Why I wrote my own SQL query builder (in Python)

This is the third article in a series about writing an SQL query builder in 150 lines of Python.

Today, we'll talk about:

why I decided to write my own
the alternatives I considered
why I didn't use an existing library
how I knew it wouldn't become a maintenance burden

The first part is in rough chronological order. If you're only interested in the libraries I looked at, you can find the list at the end.

Contents

Background
The first prototype
Requirements, and existing libraries
The second prototype
Deciding to use my own
Other alternatives

Background #

reader is a Python feed reader library – it allows users to retrieve, store, and manage web feeds through a high-level API, without having to deal with feed-related details.

It is a hobby and learning project, and I can only spend a limited amount of time on it, sometimes quite far in between. It's not necessarily about learning technologies; rather, it is about library design, writing code that's maintainable long-term, and showing restraint – if I were to make the best library I could, what would it look like?

Note

Because of this, the conclusions of this article, if any, may not be directly applicable to regular "work" projects. With reader, I have different constraints over different time scales, a somewhat different definition of success, and more freedom in some aspects.

However, not all projects are the same, and not all parts of a project are the same.

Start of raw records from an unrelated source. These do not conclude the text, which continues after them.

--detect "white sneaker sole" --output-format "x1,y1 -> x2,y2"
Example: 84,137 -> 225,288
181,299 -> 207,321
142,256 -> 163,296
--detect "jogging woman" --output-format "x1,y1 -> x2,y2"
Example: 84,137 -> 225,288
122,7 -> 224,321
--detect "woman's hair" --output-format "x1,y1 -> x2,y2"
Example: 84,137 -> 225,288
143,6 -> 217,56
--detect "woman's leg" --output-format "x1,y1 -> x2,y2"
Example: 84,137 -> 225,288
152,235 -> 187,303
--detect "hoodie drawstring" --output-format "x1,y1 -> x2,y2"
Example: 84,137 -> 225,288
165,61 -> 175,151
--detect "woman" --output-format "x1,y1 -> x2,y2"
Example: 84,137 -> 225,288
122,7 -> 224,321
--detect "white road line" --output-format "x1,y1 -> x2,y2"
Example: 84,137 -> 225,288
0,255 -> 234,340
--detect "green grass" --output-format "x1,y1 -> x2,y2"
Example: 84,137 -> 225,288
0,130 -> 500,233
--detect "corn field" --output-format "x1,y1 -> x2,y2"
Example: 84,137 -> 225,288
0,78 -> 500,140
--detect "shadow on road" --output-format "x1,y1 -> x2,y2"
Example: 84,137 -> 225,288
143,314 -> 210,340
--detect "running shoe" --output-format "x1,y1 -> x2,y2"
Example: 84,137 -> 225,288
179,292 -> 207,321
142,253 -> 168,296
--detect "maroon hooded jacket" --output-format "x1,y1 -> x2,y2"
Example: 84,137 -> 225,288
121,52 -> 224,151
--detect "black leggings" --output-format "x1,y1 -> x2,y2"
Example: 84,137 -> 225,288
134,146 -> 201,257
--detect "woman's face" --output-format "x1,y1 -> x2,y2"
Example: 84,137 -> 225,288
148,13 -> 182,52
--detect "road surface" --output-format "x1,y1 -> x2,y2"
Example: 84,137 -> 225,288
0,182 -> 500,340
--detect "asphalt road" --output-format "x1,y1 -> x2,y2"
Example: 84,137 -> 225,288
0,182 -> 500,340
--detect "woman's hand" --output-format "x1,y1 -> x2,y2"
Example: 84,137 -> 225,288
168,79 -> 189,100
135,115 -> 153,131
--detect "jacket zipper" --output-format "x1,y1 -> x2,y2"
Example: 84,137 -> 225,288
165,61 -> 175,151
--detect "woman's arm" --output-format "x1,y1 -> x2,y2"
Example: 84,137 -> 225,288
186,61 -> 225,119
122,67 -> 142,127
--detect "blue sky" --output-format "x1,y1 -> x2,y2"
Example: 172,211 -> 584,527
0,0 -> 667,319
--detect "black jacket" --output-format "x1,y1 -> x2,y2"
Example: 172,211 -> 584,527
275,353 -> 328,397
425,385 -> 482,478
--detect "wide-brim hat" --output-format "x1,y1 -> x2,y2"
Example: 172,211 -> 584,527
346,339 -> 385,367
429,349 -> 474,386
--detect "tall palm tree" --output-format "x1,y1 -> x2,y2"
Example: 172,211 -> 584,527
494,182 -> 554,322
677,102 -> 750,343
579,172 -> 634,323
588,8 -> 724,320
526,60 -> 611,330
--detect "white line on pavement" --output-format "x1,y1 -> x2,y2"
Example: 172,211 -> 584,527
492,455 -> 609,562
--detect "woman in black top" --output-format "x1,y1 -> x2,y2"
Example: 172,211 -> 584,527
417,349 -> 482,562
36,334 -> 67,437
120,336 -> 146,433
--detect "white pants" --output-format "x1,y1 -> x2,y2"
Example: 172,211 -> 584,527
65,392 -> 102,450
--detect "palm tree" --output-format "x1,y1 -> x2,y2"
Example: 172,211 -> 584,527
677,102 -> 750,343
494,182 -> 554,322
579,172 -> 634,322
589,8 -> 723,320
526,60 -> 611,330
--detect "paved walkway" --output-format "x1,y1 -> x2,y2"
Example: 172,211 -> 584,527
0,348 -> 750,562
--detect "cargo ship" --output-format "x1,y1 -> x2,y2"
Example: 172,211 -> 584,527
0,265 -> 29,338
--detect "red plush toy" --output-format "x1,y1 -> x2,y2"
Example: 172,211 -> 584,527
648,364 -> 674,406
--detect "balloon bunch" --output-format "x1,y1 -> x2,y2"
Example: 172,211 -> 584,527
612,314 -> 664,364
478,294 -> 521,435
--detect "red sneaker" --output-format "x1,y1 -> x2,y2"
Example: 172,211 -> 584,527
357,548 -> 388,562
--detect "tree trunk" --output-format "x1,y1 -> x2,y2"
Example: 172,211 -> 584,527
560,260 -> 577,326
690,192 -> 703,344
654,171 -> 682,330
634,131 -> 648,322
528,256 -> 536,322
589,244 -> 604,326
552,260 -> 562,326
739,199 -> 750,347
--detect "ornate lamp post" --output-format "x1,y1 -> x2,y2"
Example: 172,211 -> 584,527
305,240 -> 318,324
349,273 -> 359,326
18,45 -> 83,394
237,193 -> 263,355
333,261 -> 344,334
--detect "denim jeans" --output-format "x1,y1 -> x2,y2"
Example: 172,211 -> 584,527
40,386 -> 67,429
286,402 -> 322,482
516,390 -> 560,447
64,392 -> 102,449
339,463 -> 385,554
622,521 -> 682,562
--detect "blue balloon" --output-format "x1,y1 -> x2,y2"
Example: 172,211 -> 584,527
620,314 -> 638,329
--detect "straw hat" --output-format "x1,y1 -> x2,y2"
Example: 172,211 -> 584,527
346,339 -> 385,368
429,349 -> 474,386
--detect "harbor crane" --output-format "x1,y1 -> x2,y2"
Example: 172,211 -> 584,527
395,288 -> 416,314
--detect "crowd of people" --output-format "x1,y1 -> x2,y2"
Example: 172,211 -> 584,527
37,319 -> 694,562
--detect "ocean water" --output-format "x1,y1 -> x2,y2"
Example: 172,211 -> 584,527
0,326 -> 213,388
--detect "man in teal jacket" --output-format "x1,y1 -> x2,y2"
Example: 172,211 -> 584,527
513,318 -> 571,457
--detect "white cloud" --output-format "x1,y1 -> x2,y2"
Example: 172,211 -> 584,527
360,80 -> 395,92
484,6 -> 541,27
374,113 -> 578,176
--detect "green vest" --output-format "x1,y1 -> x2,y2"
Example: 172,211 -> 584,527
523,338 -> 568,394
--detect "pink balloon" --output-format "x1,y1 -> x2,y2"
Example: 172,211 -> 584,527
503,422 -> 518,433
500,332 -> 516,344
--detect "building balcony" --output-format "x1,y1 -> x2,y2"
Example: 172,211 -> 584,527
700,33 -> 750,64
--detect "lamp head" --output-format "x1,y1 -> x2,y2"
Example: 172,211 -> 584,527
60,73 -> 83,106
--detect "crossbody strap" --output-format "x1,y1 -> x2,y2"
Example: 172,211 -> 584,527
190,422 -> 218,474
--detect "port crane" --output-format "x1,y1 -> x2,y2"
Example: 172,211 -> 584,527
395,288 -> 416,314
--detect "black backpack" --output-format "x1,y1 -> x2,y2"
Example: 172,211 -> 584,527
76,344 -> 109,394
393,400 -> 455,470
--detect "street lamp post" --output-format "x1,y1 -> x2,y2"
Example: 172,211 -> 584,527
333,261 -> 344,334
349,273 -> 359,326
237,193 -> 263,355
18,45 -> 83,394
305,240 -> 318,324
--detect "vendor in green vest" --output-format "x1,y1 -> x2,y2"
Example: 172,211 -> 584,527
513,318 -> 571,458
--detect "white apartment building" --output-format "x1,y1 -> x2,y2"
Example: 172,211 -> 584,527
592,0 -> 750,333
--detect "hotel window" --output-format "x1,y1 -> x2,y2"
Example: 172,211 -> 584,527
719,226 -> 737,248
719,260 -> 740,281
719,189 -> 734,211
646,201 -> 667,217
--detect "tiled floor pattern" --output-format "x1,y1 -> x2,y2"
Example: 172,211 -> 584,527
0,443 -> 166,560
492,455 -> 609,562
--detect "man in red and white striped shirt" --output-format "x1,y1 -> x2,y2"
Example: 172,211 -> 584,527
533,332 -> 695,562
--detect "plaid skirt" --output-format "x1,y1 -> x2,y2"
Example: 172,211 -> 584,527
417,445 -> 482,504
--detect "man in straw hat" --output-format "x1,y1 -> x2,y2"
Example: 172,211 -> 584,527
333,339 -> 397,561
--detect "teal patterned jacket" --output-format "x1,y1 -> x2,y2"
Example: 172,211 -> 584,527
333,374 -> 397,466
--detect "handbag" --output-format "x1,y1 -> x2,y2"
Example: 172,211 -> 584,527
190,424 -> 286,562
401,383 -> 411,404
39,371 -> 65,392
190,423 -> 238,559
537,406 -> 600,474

Sometimes, this kind of long-term thinking can be useful, and it can actually be achieved through a combination of planning, strategical technical debt, and saying no to, reducing the scope of, or postponing features.

In the spirit of keeping things maintainable, the core library is fully typed and has 100% test coverage, to make refactoring straightforward (if not painless).

Also, almost from the start, I put all storage code in a single module, behind a data access object; the rest of the library doesn't even know it's talking to a database.

One of reader's main features is filtering articles by article metadata, user-set metadata (read, important, feed tags), and full-text search; the results can be sorted in various ways and paginated.

In May 2019, with less than half of the above implemented, the function building the SQL query was over 100 lines, and I had already felt the need to add this comment:

This needs some sort of query builder so badly.

The first prototype #

I opened an issue, and did some research.

At some point I stumbled upon sqlbuilder.mini, which was built around an interesting insight – queries can be represented as plain data structures:

>>> sql = [
...     'SELECT', ['first_name'],
...     'FROM', ['author'],
...     'WHERE', ['status', '==', P('new')],
... ]
>>> compile(sql)
('SELECT first_name FROM author WHERE status == %s', ['new'])

You can then modify the query directly:

>>> sql[sql.index('SELECT') + 1].append('last_name')
>>> compile(sql)
('SELECT first_name, last_name FROM author WHERE status == %s', ['new'])

Or via a wrapper that simplifies navigation:

>>> sql = Q(sql)
>>> sql.append_child(
...     ['SELECT'],  # path
...     ['age']
... )  # returns self to allow method chaining
<sqlbuilder.mini.Q object>
>>> compile(sql)
('SELECT first_name, last_name, age FROM author WHERE status == %s', ['new'])

I really liked how simple and flexible this is, and the choice of not dealing with SQL correctness or dialects – a middle ground between building strings by hand and "proper" query builders. On the other hand, it seemed too verbose (even with the wrapper), and the generated SQL wasn't very readable.

Surely, it would be possible to make this look like sql.SELECT('age'), right?

So I made a prototype – with no real intention of using it, just to see how easy it is to do. The core was quite short, about 80 lines; my thoughts at the time:

The end result looks nice, but using it would add ~150 lines of code (that need to be tested), and it's less useful for simpler queries.

Also, it looks nice now, when I just wrote it; 6 months from now it may be hard to understand.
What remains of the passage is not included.